Single Buyers Are Growing

The profile of first-time homebuyers in the U.S. is changing, according to researchers at the Joint Center for Housing Studies at Harvard University. In a paper titled “The Shifting Profile of First-Time Homebuyers: 1997-2017,” researchers found that in the past 20 years, there has been a significant shift from married households to never-married households among first-time homebuyers. To examine trends in this group of homebuyers, researchers used the 1997-2017 American Housing Surveys. The 2017 AHS suggests that first-time homebuyers purchased approximately 1.8 million housing units in 2016, making up approximately 1.5% of U.S. households that year.

“While discussions of first-time home buying often tie homeownership entry to life-stage changes like marriage and the birth of a first child, a growing share of first-time homebuyers do not fit this profile,” the paper stated.

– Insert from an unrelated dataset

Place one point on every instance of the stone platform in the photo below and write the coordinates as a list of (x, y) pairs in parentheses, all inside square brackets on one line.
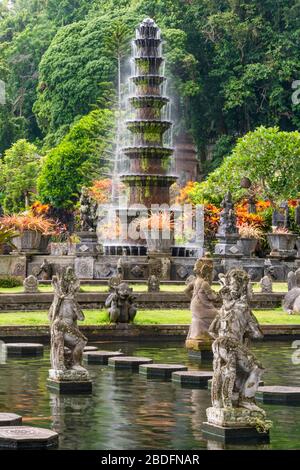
[(27, 437), (128, 362), (192, 378), (24, 349), (231, 435), (100, 357), (160, 371), (10, 419), (279, 394), (69, 381)]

According to AHS, 35% of first-time homebuyers in 2017 had never been married, compared to 23% twenty years prior. Married homebuyers made up 61% of the first-time homebuyers in 1997 and declined to 46% in 2013. But, that percentage increased over the next three years, hitting 52% in 2017. Surprisingly, the average age of first-time homebuyers hasn’t changed very much in 20 years. In 2017, the mean age for first-time homebuyers was 34, compared to 32 in 1997. The group hit its youngest average in 2009, with the average first-time homebuyer was only 30 years old.